LONDON, United Kingdom — In lieu of show notes, Molly Goddard sent out a single photo of herself walking with her dad on Portobello Road 25 years ago. She came across it in “Fruits”, a much-loved Japanese bible of street style, and it kicked off a collection which meditated on things she loved about her childhood. She always wanted to get dressed up for her trips to Portobello and Kensington Market because everyone looked so interesting, her parents included, though she considered their style strange. It’s only recently that Goddard has begun to appreciate it. They weren’t exactly punks, but the stripe-y mohairs and brothel creepers to which Goddard père et mère were partial crept into their daughter’s collection on Saturday.
That was a good thing.
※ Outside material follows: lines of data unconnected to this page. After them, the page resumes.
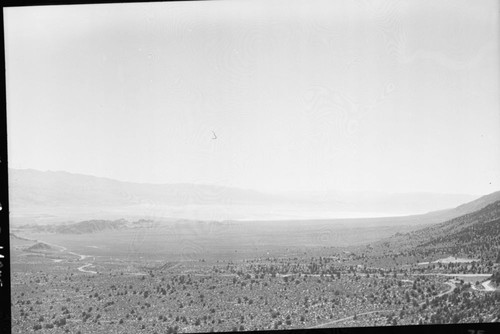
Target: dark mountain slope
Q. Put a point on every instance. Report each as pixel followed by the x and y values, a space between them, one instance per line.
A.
pixel 474 235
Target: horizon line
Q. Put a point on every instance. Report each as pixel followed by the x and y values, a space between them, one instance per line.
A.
pixel 271 192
Goddard originally rode in on clouds of tulle, sealed for posterity in “Killing Eve”. Could a look so light and frothy paradoxically turn millstone, dooming its creator to a carousel of kawaii? Not if you checked Molly’s latest outing, which once again paraded tutu-like tiers, along with the dramatic swags of taffeta that guarantee a Goddard girl is going to claim her space, but paired them this time with fairisle sweaters, those mohair knits and brothel creepers and even weightier Frankenstein platforms. She also layered the tulle over tailored plaid pants, flashing back to mid-90s Molly, little tiered skirt worn with trousers (and a sweater pledging her allegiance to BMX).
The plaid was attached to Goddard’s first venture into menswear, bowing to pressure from her beau. The combination of skinny plaid suits and fairisle cardigans had the vintage flavour of men’s clothes she might remember from stalls under the Westway on those early trips to Portobello.
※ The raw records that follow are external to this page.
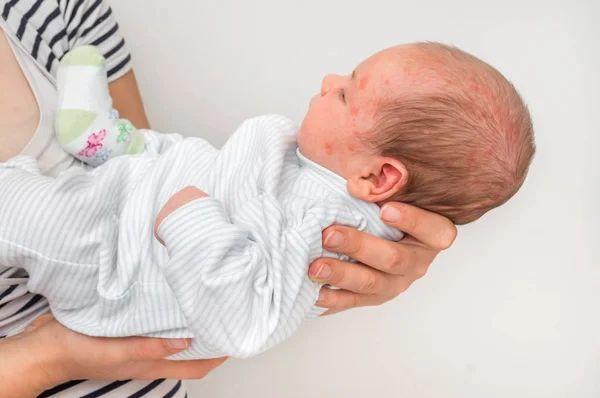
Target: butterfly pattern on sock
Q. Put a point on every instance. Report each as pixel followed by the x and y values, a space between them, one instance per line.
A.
pixel 125 130
pixel 103 154
pixel 94 143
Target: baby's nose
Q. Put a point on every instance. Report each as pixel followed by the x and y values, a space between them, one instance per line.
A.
pixel 327 84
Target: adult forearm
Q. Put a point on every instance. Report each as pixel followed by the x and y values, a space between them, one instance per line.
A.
pixel 22 369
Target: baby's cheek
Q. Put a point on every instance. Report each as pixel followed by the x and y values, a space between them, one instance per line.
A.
pixel 328 147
But there’s clearly a business head atop that tulle-trimmed heart. Goddard said she was anticipating the difference the new head of product she just hired will make to her brand. Menswear is just the start. “Hopefully I can make anything I want to make from now on.” That can only be for the best — woman cannot live by tulle alone. In fact, the stand-out in this show was a black princess coat, tied with a decorous ribbon. Like opening a present at Christmas and finding a sinister, glistening chunk of obsidian when you were expecting another predictably shiny bauble. Surprisingly refreshing.